The sternum is a flat, blade-like bone located at the center of the chest. It serves as the anterior (forward) site of articulation for the ribs via cartilaginous connections, called costal cartilage. The pectoralis major also anchors to the sternum, giving the shoulder joint much of its strength during flexion of the arm. The sternum features two articulations in addition to its costal (rib) articulations. One of these, called the manubriosternal joint, is between the body (middle plate) of the sternum and the broader upper section, called the manubrium. The manubrium of the sternum articulates with the clavicles and the sternocleidomastoid, sternohyoid, and sternothyroid muscles connect here. The lower articulation is called the xiphisternal joint, and is between the body of the sternum and a small, teardrop-shaped bone called the xiphoid (pronounced "zy'-foid") process. The xiphoid process anchors the rectus abdominis, the transverse thoracic, and the diaphragm muscles, responsible for much of the muscular expansion and contraction of the abdomen.
The xiphoid (pronounced "zy'-foid") process is a teardrop-shaped bone which articulates with the body of the sternum at the xiphisternal joint. This process anchors the rectus abdominis, the transverse thoracic, and the diaphragm muscles, responsible for much of the muscular expansion and contraction of the abdomen.
The manubrium of the sternum is the broad, disc-like, upper part of
the sternum. It articulates with the body of the sternum at the manubriosternal
joint. The manubrium of the sternum articulates with the clavicles
and the sternocleidomastoid, sternohyoid, and sternothyroid muscles connect
here. The top of the manubrium features the small jugular notch which
admits passage of
the jugular vein along the bone.
The jugular notch is located at the top of the manubrium of the sternum.
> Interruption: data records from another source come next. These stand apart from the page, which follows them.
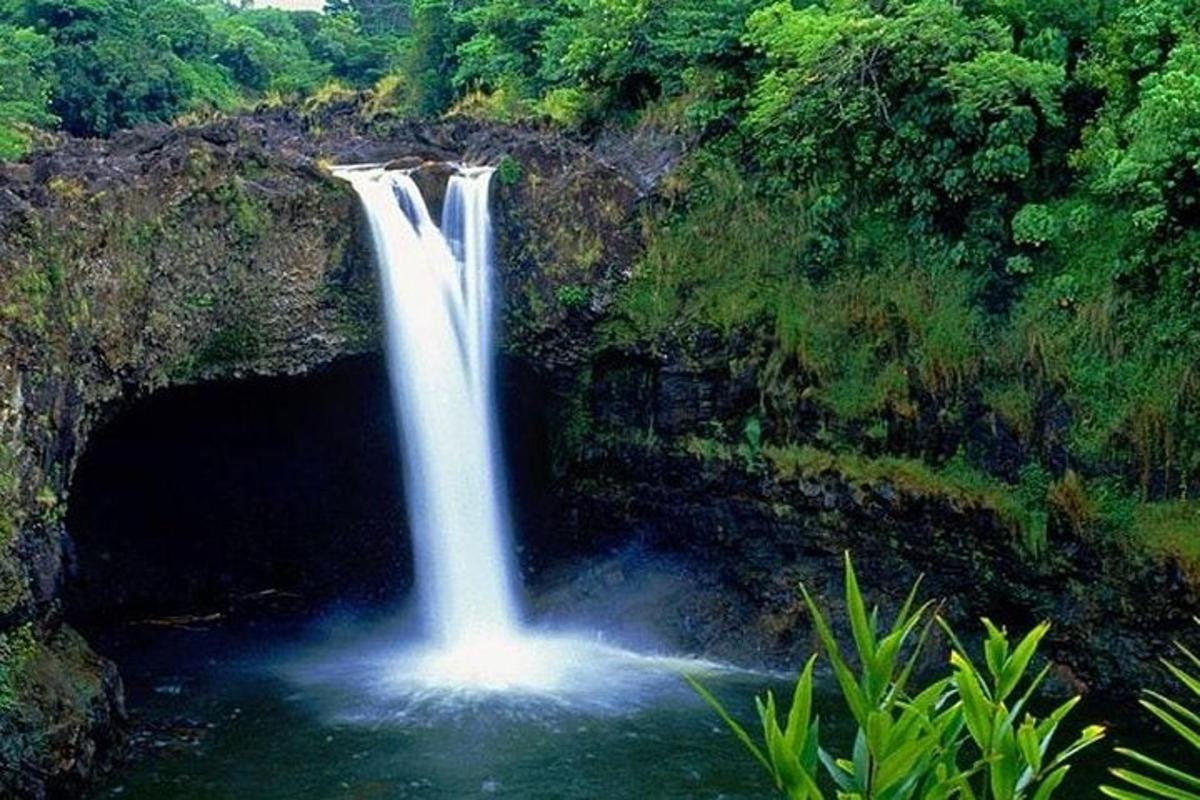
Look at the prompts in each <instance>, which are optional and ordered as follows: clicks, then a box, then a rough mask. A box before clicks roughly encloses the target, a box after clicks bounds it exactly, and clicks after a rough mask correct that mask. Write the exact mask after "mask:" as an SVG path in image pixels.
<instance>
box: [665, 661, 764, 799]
mask: <svg viewBox="0 0 1200 800" xmlns="http://www.w3.org/2000/svg"><path fill="white" fill-rule="evenodd" d="M684 680H686V681H688V684H689V685H690V686H691V687H692V690H694V691H695V692H696V693H697V694H700V697H701V698H702V699H703V700H704V702H706V703H708V706H709V708H710V709H713V710H714V711H716V716H719V717H721V721H724V722H725V726H726V727H727V728H728V729H730V730H732V732H733V735H734V736H737V738H738V741H740V742H742V745H743V746H744V747H745V748H746V750H748V751H750V754H751V756H754V758H755V760H756V762H758V763H760V764H761V765H762V768H763V769H764V770H767V772H768V774H769V775H772V776H774V775H775V770H774V769H773V768H772V765H770V762H769V760H767V756H764V754H763V752H762V750H760V748H758V745H756V744H754V739H751V738H750V734H748V733H746V732H745V728H743V727H742V726H740V724H738V721H737V720H734V718H733V717H732V716H731V715H730V712H728V711H727V710H725V706H724V705H721V702H720V700H718V699H716V697H715V696H714V694H713V693H712V692H709V691H708V690H707V688H704V686H703V685H702V684H701V682H700V681H698V680H696V679H695V678H692V676H691V675H684Z"/></svg>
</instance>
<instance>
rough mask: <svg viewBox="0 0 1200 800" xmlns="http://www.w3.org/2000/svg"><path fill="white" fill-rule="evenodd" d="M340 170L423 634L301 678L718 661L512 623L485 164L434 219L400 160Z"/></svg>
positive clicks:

This notch admits passage of the jugular vein along the bone.
The clavicle, or collarbone, is a long, slightly curving bone which forms the frontal (anterior) part of each shoulder (pectoral) girdle. Located just above the first rib on each side of the ribcage, clavicles attach to the sternum in the middle of the chest, and laterally to the acromion of the scapula (forming the acromioclavicular joint).
The scapula (shoulder blade) is a rougly triangular bone which, with the clavicle, forms the pectoral, or shoulder, girdle. The humerus, or upper arm bone, articulates with the scapula to form the shoulder joint. This articulation takes place at the glenoid cavity, located at the upper, lateral angle of the scapula. The posterior of the scapula features a laterally running spine ,which separates the posterior surface into two unequal areas. This spine continues laterally and projects in the coracoid process and the acromion (which articulates with the medial end of the clavicle). Both of these projections serve as sites of attachment for connective tissue, and the spine and acromion anchor the trapezius and deltoids, specifically. These connections give the pectoral girdle a high degree of both flexibility and strength.